Spaghetti all’Amatriciana (Risotto-style) with Così Com'è Yellow Datterini Tomatoes, Guanciale and Pecorino Cream

Spaghetti all’Amatriciana (Risotto-style) with Così Com'è Yellow Datterini Tomatoes, Guanciale and Pecorino Cream
  • coursePrimo piatto
  • difficultyMedium
  • preparation time40 minutes

Rome – the region of Carbonara, Cacio e Pepe, and Amatriciana — not to mention ancient ruins, squares, churches, parks, masterpieces of art, and some of the most visited monuments in the world.

Bucatini all'Amatriciana is a typical dish of the gastronomic tradition of Amatrice, a town in the province of Rieti. The most classic mistake made when preparing bucatini all'amatriciana is to use garlic or onion to give character to the sauce: you won't find garlic or onion in this recipe!

Così Com'è has revisited this classic recipe using spaghetti cooked risottati (in the style of risotto) with a Yellow Datterino sauce that imparts delicious sweetness and vivid color.

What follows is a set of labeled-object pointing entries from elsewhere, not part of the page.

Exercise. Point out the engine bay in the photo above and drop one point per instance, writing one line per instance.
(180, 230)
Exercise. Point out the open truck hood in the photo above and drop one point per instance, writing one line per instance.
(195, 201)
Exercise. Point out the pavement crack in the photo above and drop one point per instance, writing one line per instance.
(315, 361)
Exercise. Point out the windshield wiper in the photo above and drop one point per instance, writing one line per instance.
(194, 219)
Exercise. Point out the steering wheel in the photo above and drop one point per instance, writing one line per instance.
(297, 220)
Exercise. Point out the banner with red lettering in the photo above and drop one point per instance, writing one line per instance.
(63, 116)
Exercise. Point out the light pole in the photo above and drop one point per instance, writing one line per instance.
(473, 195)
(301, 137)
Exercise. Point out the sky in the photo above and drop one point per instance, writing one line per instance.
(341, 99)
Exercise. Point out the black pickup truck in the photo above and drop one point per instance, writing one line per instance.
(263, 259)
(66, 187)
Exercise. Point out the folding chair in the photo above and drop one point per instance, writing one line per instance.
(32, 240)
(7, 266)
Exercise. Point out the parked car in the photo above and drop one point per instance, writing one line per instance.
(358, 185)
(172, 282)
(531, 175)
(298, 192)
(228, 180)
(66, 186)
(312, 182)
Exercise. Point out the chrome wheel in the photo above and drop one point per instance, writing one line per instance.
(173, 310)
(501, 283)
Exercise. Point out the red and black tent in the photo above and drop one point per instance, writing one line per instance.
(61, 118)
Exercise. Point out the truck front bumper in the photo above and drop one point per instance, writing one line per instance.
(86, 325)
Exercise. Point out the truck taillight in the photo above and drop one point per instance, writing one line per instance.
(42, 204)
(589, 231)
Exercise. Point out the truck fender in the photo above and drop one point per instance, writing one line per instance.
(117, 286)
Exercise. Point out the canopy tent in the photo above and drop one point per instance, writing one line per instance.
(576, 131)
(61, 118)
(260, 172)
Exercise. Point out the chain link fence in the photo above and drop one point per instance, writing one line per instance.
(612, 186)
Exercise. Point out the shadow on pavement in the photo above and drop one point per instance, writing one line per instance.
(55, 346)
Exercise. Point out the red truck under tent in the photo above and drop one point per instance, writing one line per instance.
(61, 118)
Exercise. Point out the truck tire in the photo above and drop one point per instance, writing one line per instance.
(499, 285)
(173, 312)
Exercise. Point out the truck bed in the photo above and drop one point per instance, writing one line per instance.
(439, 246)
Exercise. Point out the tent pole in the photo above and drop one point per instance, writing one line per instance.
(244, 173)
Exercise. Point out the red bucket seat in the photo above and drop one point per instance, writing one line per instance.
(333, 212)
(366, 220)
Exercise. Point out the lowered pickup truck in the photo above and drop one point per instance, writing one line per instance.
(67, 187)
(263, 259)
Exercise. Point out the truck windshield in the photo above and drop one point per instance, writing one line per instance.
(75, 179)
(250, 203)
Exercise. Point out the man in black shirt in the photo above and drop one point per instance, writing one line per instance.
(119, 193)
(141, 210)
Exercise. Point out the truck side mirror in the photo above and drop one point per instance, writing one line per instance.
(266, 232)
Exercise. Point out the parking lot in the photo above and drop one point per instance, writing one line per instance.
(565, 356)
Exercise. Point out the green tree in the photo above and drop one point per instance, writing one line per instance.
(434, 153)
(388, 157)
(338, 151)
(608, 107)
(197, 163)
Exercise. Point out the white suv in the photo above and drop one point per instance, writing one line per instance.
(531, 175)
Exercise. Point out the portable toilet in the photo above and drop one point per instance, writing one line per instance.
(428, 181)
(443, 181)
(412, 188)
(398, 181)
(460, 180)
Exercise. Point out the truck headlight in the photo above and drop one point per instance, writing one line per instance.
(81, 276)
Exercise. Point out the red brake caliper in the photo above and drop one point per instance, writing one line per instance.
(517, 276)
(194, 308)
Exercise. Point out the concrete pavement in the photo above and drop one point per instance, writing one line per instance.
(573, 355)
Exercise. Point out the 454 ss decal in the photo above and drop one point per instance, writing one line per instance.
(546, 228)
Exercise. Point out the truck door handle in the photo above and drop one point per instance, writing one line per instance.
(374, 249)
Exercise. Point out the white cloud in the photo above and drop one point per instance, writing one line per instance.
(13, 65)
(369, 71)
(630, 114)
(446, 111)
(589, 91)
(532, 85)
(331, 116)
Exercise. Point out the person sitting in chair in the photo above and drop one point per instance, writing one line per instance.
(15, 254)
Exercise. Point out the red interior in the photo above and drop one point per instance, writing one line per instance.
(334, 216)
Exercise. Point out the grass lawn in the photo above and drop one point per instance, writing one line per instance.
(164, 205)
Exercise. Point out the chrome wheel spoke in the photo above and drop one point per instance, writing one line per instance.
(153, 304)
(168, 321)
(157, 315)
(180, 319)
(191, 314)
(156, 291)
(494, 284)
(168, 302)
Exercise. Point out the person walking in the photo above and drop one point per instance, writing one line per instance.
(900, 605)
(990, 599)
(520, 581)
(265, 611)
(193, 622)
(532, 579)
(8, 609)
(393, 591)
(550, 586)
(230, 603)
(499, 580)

Its balanced taste is given a slightly salty kick thanks to savory slices of guanciale.


 

Risotto-style Spaghetti all’Amatriciana with Così Com'è Yellow Datterini Tomatoes, Guanciale and Pecorino Cream

320 grams bronze-extruded durum wheat spaghetti
150 grams of guanciale
1 jar of Così Com'è Yellow Datterini Peeled in Juice
1 teaspoon of lard (or 2 tablespoons of extra virgin olive oil)
Pecorino di Amatrice, to taste
For the cream:
50 grams fresh Pecorino Romano
50 ml of water
Extra Virgin Olive Oil, to taste
Salt & pepper, to taste

 

For the sauce: Cut the guanciale into strips of the same thickness — not too thin. It's better to avoid reducing the guanciale into cubes: the fat would risk remaining too hard.

Dissolve a teaspoon of lard in a pan and immediately add the strips of guanciale.

Sauté over low heat until the guanciale fat has taken on a nice golden yellow color and a crust has formed. Once the guanciale is ready, set it aside.

Prepare l’Acqua Profumata (scented water) with the pepper and guanciale: Put the rind of the guanciale and crushed peppercorns in a deep pan of cold water and bring to a boil.

Put the yellow datterini tomatoes in a blender and strain, eliminating all the seeds.

Now, you're ready to cook the pasta! In the same pan that the guanciale was cooked in, drop the raw spaghetti and start cooking it risottata (like a risotto), first by adding some of the pepper-scented water, then continue cooking by adding the Datterino puree.

Continue to carefully mix without breaking the pasta, setting a ladle of puree aside for a finishing touch.

For the pecorino cream: grate the pecorino and put it in a bowl. Add a little water from the pasta and pepper, mixing just the right amount of time to allow the ingredients to mix.

Finishing: Once the spaghetti is cooked al dente, taste and season with salt, considering that the guanciale will add a salty flavor.

Remove from the heat and add ¾ of the crispy guanciale.

Plate the dish, and add a sprinkle of pecorino to the pasta and a pinch of black pepper. Serve with drops of pecorino cream and the rest of the crispy guanciale.